ことばはちからのあるものです。あることばは人を生かし、あることばは人を死に至らしめるものです。あることばは人に勇気と励ましを与え、あることばは痛みと傷を与えます。人が生きるためには、食物と共に「益となる」ことばが必要です。神様に造られた存在として、神様からのことばは必要不可欠です。人は神様のことばによって本当の意味で人間らしくいきることができるからです。今回は人を新しく造り変え、新しい歩みへと導く神様のことば、特に神様からの救いのことばについて考えましょう。(使徒の働き13:26~37節)
I. 送られた「この救いのことば」(26~27節前半) →前回から、第一次宣教旅行中のパウロがピシデヤのアンテオケで説教をしている場面ですが、26節に「この救いのことば」という表現があります。この救いは、イエス様の十字架の死・葬り・復活・顕現(現れてくださったこと)が土台となっています。この救いのことばは神様から私たちに送られたものであり、いのちを与えるものです。(使徒5:20; ヨハネ6:68)神様は罪を持ち、罪の中に生きるこの世界の人々に、御子イエス様をことばなるお方として送られ、また神様のことばを伝える預言者たちを送られました。残念ながら人々(特にユダヤ人)は、イエス様を神の御子として認めることができず、イエス様を指し示している預言のことばも受け入れることができませんでした。
II. 成就された「この救いのことば」(27節後半~30節) →イエス様がこの世界に来られたのは、罪人に救いをもたらすためですが、神様は救いの成就のために、イエス様に敵対する者たちによる十字架刑をおゆるしになりました。

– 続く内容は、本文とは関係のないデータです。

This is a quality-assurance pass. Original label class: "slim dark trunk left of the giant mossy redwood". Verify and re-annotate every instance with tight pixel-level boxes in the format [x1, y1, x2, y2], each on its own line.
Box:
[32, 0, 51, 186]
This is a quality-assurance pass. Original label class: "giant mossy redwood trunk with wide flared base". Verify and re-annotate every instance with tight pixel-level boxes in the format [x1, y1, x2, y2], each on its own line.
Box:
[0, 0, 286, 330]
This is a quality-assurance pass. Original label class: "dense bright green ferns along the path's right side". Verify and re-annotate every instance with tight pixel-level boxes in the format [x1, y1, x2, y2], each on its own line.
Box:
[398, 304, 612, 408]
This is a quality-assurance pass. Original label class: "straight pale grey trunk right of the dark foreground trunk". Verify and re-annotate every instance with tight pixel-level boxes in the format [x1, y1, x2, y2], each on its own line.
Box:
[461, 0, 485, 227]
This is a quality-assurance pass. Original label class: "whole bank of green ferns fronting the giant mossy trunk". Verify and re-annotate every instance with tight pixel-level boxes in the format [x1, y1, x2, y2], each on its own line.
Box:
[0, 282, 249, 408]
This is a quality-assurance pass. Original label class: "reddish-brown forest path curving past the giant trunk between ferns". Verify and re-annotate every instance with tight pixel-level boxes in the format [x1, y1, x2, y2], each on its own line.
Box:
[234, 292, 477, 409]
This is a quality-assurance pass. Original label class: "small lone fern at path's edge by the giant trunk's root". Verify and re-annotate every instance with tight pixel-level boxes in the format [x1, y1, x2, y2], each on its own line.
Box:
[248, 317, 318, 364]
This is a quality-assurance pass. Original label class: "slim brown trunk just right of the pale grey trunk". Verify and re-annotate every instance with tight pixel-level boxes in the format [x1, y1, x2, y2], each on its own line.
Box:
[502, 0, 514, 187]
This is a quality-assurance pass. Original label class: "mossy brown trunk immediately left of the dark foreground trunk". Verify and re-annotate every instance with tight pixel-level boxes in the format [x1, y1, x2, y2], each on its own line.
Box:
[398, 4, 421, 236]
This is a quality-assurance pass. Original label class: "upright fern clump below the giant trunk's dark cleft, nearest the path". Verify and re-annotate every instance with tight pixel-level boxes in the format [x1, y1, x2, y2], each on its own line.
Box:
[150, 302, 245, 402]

ユダヤ人たちは、イエス様をメシヤとして認めることができず、イエス様の無罪を主張する総督ピラトに反対し、結果的に適切な法的手段を経ないままイエス様を死刑に処しました。しかしこれらの一連の出来事は、すでに旧約聖書において預言されていることの実現に過ぎませんでした。罪人の策略のはるか上にご支配なさるお方の救いの方法であったのです。神様はイエス様を死から復活させてくださいました。イエス様が死なれたのみでなく、よみがえられたことにより、神様のことばは救いのことばとなるのです。神様の約束は成就したのです。30~37節に登場するイエス様の復活に関する表現に注目しましょう。

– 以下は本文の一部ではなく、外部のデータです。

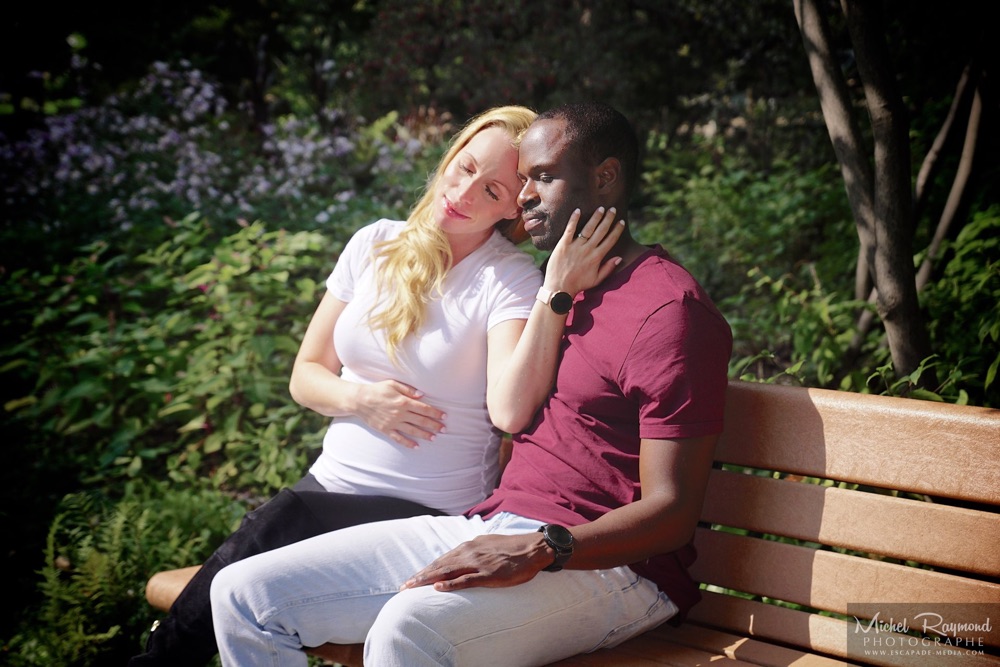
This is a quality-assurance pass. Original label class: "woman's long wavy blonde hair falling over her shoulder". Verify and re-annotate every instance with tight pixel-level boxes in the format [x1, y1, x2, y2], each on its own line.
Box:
[369, 106, 536, 363]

III. 証しされた「この救いのことば」(31~37節) →復活されたイエス様を多くの者達が目撃し、その証しがなされました。また神様があらかじめ約束してくださった預言のみことばを信ずる者たちによって、この救いのことばは証しされてきました。かつてアブラハムやダビデが神様からいただいた約束を含めて、メシヤに関する約束はすべてイエス様において成就することをパウロは強調しています。イエス様の死と復活の後に生きる私たち一人ひとりにとって、これは救いのことばであり福音です。旧約聖書の3箇所の引用(詩篇2:7; イザヤ55:3; 詩篇16:10)は、イエス様の復活が神様主導の、そして確実に実現を見るご計画であり、すべての世代を永遠の幸いへと導くものであることを示しています。朽ち果てることのないイエス様のメッセージはこの時代においても真の救いのことばとして証しされ続けているのです。

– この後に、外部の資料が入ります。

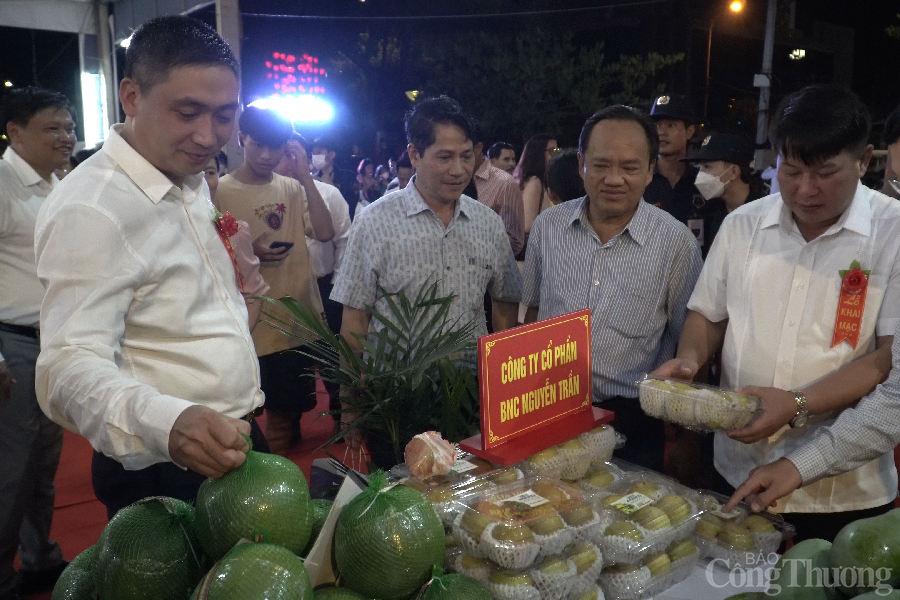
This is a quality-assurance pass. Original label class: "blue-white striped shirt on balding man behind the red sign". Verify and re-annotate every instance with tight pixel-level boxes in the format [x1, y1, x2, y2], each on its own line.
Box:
[522, 196, 703, 402]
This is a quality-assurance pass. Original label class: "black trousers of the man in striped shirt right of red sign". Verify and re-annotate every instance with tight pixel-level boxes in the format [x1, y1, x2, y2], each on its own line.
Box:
[596, 396, 666, 473]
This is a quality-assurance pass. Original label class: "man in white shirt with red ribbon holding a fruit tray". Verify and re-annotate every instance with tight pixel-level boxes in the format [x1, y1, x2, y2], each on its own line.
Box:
[656, 86, 900, 541]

まとめ: 私たちに送られ、成就された救いのことばは、なお証しされるべきいのちのことば →愛と憐れみに富んでおられる神様が、私たちとの交流を望まれ語りかけてくださったことは本当に感謝なことです。神様のことばは、人間の本来の姿を浮き彫りにし、悔い改めへと導き、神様との関係正常化を実現し、いのちの道へと進ませるものです。神様の約束のみことばの一つ一つは忠実に確実に成就され、これからも成就していきます。私たちクリスチャンは、個人的にこの救いのことばに与り、その効果を適用していただきました。神様から救いのことばをいただいた私たちは、なお神様の霊的糧であるみことばによって日々養われ活かされ、霊的に健康で力強い者として、主の効果的な証人として用いていただきましょう。